People can and do – organized and by using their collective intelligence – define their common needs and their common solutions, but to be successful and achieve citizen driven changes they need political power. Both on community level and at the level of the municipality.

Also they need hope, the sense for and the imagination of a social alternative. As Ada Colau – Mayor of Barcelona – says: “We are living in extraordinary times that demands brave and creative solutions. If we’re able to imagine a different city, we’ll have the power to transform it”.

Schultz points out that political bottom-up power is necessary. Bottom-up in the sense that people in the neighborhoods took a part of the power via their elected representatives when the activist Ada Colau became the mayor of Barcelona. The development of further democratic structures in the neighborhoods is an essential priority. Until now this have been relatively successful in Barcelona and other cities in Spain, even if the challenges are huge.
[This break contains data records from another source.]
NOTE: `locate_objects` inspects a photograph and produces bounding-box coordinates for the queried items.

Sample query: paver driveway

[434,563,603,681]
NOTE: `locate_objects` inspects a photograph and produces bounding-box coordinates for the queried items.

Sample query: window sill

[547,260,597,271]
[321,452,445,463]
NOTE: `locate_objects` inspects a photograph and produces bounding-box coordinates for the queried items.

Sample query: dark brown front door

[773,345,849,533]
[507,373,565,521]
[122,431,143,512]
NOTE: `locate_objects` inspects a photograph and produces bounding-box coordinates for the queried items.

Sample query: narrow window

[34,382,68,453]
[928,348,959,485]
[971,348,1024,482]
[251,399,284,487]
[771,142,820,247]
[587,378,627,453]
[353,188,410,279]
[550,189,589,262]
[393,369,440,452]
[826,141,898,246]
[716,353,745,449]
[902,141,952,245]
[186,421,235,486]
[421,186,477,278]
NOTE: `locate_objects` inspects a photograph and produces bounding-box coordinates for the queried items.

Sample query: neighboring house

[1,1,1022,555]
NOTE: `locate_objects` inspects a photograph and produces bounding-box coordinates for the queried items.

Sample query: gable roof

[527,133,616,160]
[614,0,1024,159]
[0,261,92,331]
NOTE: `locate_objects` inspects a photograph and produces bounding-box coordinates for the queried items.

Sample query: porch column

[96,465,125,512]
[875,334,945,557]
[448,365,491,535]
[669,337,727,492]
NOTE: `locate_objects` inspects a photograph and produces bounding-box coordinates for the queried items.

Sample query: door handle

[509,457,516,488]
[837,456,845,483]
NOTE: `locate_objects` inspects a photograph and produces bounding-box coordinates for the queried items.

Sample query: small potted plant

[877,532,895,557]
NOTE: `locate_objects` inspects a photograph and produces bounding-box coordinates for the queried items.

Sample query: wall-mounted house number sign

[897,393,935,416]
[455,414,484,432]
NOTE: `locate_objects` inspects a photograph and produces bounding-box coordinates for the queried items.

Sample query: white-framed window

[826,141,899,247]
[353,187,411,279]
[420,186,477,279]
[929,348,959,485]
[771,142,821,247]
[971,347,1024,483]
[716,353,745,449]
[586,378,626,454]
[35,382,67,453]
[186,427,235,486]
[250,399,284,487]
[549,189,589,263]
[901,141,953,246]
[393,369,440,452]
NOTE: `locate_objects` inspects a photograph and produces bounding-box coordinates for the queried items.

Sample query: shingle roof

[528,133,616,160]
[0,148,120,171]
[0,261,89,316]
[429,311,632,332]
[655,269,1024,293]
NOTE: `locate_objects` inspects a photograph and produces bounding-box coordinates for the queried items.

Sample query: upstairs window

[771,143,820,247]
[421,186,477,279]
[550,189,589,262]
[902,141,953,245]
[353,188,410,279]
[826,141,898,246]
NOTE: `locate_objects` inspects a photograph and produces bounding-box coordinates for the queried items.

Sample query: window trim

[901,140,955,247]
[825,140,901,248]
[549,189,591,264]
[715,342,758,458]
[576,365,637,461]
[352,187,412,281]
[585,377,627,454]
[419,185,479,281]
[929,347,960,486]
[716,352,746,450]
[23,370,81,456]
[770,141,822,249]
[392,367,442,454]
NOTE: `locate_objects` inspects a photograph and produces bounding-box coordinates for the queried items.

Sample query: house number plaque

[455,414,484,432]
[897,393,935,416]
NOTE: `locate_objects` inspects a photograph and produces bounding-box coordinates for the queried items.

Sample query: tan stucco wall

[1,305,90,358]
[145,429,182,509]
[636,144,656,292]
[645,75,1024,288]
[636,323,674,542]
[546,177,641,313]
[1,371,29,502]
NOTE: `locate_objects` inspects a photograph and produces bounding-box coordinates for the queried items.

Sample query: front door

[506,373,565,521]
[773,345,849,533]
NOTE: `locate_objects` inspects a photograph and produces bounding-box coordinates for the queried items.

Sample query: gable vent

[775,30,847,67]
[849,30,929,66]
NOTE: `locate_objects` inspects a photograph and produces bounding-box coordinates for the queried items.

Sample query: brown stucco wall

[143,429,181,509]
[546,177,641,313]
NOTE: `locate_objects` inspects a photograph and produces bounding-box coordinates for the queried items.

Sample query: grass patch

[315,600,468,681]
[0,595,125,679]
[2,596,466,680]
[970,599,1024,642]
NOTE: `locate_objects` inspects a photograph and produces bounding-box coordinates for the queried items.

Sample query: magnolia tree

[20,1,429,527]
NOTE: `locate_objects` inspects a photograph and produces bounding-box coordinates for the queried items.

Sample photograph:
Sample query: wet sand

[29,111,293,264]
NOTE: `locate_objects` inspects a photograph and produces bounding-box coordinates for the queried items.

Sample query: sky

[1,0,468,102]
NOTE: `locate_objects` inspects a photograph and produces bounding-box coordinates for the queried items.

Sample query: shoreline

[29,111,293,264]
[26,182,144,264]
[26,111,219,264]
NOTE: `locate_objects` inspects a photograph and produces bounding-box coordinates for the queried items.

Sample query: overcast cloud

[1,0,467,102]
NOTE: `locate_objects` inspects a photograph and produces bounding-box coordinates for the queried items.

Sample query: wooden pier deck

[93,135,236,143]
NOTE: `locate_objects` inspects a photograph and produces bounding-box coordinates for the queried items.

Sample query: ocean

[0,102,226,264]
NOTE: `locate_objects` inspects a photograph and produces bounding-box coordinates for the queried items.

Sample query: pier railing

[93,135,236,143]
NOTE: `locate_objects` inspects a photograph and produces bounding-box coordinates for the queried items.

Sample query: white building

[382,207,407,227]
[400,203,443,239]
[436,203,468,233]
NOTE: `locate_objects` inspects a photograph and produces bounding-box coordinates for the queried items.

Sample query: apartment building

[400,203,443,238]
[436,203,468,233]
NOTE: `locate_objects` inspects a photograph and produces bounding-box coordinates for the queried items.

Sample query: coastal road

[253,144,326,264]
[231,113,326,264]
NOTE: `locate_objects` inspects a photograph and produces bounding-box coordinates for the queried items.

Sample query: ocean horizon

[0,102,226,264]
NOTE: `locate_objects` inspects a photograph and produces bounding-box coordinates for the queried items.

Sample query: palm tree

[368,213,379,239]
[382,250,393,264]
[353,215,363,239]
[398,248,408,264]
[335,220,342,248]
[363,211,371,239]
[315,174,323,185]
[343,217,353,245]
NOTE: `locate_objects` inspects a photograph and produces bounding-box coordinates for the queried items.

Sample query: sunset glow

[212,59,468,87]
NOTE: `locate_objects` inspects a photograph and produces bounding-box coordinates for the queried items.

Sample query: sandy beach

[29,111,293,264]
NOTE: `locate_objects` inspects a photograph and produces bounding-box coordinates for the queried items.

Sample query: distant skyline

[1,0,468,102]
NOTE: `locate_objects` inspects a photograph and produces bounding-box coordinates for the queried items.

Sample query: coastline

The municipalities, neighbourhoods and the citizens constantly needs to remember what David Harvey expressed in his book “Rebel Cities” in this way:

”… what kind of city we want cannot be divorced from the question of what kind of people we want to be, what kinds of social relations we seek, what relations to nature we cherish, what style of life we desire, what aesthetic values we hold. [….]  The freedom to make and remake ourselves and our cities is, I want to argue, one of the most precious yet most neglected of our human rights.”

 

Challenges for further development

–        The municipality need more rights and tools from the central government in Madrid. Including the right to decide larger budgets.
–        The bureaucracy in the municipal administration.
–        Attacks from the old parties and the media.
–        Exhaustion of the movement.